Grau-brauner Wolf schaut aus Brombeergebüsch.
„In ganz Deutschland lebten nach den aktuellen Angaben der DBBW (Stand 25.11.2022) im Monitoringjahr 2021/2022 insgesamt 161 bestätigte Rudel, 43 Paare und 21 territoriale Einzeltiere. Die Anzahl der Totfunde ist im Vergleich zum Vorjahr angestiegen. Waren es im Monitoringjahr 2020/2021 noch 138 tote Tiere, so sind nun 148 Totfunde gemeldet worden, davon 102 nach Verkehrsunfällen, aber auch durch illegale Tötungen“, so das Bundesumweltministerium. Diese Bestandszahlen machen deutlich, dass wir weit davon entfernt sind, an jeder Ecke auf einen Wolf zu treffen, obgleich Wolfsgegner uns dies gerne glauben machen. Den hier abgebildeten Wolf habe ich im Gehege des Bayerischen Nationalparks fotografiert. (Bild: Ulsamer)

Mit der Natur und nicht gegen sie

In Deutschland setzen sich viele Mitbürger für den Erhalt von Löwen oder Elefanten in Afrika ein, auch wenn diese mal den Ziegen nachstellen oder landwirtschaftliche Kulturen einheimischer Bauern zertrampeln. Doch kaum taucht in hiesigen Gefilden ein Wolf auf und reißt auch noch ungeschützte ‚Nutztiere‘, da bricht sich bei dem ein- oder anderen Zeitgenossen unglaubliche Wut Bahn: Sollen sich doch die Menschen auf anderen Kontinenten um den Artenschutz kümmern, selbst wenn diese in wirtschaftlich schwierigeren Umständen leben! Merkwürdig mutet es bei der lautstarken Wehklage deutscher Tierhalter an, dass es in Italien oder Rumänien noch Weidetiere gibt, obwohl dort deutlich mehr Wölfe und Bären seit Jahr und Tag unterwegs sind.
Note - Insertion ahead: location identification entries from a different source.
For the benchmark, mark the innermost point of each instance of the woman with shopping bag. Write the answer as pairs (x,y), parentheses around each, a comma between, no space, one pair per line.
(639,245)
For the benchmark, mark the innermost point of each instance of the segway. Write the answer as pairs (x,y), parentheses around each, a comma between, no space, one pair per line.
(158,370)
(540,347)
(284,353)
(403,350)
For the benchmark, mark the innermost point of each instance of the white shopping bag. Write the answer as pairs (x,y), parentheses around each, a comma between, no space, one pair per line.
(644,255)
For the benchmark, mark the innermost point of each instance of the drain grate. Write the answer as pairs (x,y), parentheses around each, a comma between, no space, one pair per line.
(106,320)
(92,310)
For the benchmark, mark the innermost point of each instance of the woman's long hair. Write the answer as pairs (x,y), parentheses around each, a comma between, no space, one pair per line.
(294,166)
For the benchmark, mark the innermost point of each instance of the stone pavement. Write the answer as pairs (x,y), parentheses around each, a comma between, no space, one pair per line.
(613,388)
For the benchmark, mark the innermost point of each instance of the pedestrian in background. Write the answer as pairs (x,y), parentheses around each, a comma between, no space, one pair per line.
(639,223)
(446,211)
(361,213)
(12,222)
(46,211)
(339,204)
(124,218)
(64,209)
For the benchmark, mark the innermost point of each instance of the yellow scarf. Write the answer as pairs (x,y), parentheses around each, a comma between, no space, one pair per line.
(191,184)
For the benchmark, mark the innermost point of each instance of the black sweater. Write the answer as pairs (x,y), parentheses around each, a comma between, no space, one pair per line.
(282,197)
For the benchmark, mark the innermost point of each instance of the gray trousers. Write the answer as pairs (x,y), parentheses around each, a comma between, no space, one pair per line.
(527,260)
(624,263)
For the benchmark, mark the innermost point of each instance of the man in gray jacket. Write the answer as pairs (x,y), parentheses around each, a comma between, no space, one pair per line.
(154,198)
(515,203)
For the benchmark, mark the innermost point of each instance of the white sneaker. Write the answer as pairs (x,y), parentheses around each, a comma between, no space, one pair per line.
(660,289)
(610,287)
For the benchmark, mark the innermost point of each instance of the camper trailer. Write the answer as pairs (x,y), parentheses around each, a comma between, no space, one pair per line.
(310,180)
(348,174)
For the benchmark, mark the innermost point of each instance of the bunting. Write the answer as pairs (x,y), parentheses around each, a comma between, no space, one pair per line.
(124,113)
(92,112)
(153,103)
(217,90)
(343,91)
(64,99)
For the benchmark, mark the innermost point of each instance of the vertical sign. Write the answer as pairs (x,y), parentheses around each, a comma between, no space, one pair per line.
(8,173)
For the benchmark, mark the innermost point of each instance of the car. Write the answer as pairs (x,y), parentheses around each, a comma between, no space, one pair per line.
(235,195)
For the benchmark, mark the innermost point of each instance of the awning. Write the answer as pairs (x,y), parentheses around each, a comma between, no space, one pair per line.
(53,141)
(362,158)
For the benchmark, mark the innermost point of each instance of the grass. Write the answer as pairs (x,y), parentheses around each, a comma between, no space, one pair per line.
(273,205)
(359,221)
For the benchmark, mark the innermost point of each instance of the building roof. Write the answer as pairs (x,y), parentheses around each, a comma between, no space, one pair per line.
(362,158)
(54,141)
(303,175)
Und selbst wenn – wie in Baden-Württemberg – in Gebieten, in denen ein Wolf sechs Monate anwesend ist, Maßnahmen gegen Wolfsattacken finanziell gefördert werden, erklären (Nebenerwerbs-) Landwirte, sie würden aufgeben, denn der Schutz sei ihnen zu aufwendig. Dafür habe ich wenig Verständnis, denn jeder Beruf bringt Probleme mit sich. Aber Aufgabe der Weidewirtschaft wäre in manchen Fällen tatsächlich die beste Lösung, denn dann würden Flächen frei, die letztendlich im Sinne des Naturschutzes und der ‚Kulturlandschaft‘ genutzt werden könnten. Investitionen für Zäune etc., die Erstattung von Arbeits- bzw. Unterhaltskosten für Herdenschutzhunde, ein erhöhter Aufwand für das Weidemanagement können gefördert werden. Und kommt es trotz der Abwehrmaßnahmen zu Rissen von Nutztieren, gibt es Entschädigungen. Solche Unterstützung sollte nicht kleingeredet werden! Ich fühle auch mit jedem Nutztierhalter, der seine Schafe, Ziegen oder Rinder nicht tot auf der Weide vorfinden möchte. Mir standen nicht selten die Tränen in den Augen, wenn ein Schaf gestorben ist, ein Lämmchen tot zur Welt kam – auf unserer Wiese. Und ganz ohne Wolf. Wer jedoch Tiere züchtet, um sie letztendlich zum Schlachter zu geben, der sollte auch bedenken, was sie dort erwartet.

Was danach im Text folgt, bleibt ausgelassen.